PyXAI

Contrastive Reasons

Unlike abductive explanations that explain why an instance $x$ is classified as belonging to a given class, contrastive explanations explain why $x$ has not been classified by the ML model as expected.

Let $f$ be a Boolean function represented by a decision tree $T$, $x$ be an instance and $p$ the prediction of $T$ on $x$ ($f(x) = p$), a contrastive reason for $x$ is a term $t$ such that:

$t \subseteq t_{x}$, $t_{x} \setminus t$ is not an implicant of $f$ ;
for every $\ell \in t$, $t \setminus {\ell}$ does not satisfy this previous condition (that is, $t$ is minimal w.r.t. set inclusion).

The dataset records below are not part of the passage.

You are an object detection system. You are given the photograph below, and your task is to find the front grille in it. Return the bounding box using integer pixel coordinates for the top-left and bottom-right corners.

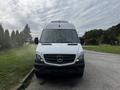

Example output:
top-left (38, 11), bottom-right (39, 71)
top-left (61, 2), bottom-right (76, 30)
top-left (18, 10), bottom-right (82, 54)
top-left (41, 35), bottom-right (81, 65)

top-left (44, 54), bottom-right (76, 64)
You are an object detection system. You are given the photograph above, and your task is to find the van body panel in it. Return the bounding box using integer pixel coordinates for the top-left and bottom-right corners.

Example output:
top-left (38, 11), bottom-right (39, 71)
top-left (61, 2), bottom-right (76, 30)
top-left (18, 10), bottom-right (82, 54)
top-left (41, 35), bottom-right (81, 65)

top-left (36, 43), bottom-right (83, 54)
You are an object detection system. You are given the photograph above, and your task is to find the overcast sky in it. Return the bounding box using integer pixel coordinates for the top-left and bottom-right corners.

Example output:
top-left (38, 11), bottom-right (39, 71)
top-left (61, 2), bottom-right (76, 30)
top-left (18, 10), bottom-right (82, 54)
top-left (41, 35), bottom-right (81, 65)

top-left (0, 0), bottom-right (120, 37)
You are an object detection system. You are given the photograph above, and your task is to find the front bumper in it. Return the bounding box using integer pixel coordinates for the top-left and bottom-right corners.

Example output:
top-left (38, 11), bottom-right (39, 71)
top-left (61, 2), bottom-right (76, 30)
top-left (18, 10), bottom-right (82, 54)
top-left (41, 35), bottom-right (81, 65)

top-left (34, 60), bottom-right (85, 74)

Formally, a contrastive reason for $x$ is a subset $t$ of the characteristics of $x$ that is minimal w.r.t. set inclusion among those such that at least one instance $x’$ that coincides with $x$ except on the characteristics from $t$ is not classified by the decision tree as $x$ is. In a simple way, a contrastive reason represents the adjustments in the features that we have to do to change the prediction for an instance.

A contrastive reason is minimal w.r.t. set inclusion, i.e., there is no subset of this reason which is also a contrastive reason. A minimal contrastive reason for $x$ is a contrastive reason for $x$ that contains a minimal number of literals. In other words, a minimal contrastive reason has a minimal size.

More information about contrastive reasons can be found in the paper On the Explanatory Power of Decision Trees.

<ExplainerDT Object>.contrastive_reason(*, n=1):
Extracts the contrastive reasons for an instance by taking the literals of the binary representation in the CNF formula associated with the decision tree and the given instance. Returns `n` sufficient reasons sorted by increasing size for the current instance in a `Tuple` (when `n` is set to 1, does not return a `Tuple` but just the reason). Supports the excluded features. The reasons are in the form of binary variables, you must use the `to_features` method if you want a representation based on the features considered at start.
n `Integer` `explainer.ALL`: The desired number of contrastive reasons. Sets this to `Explainer.ALL` to request all reasons. Default value is 1.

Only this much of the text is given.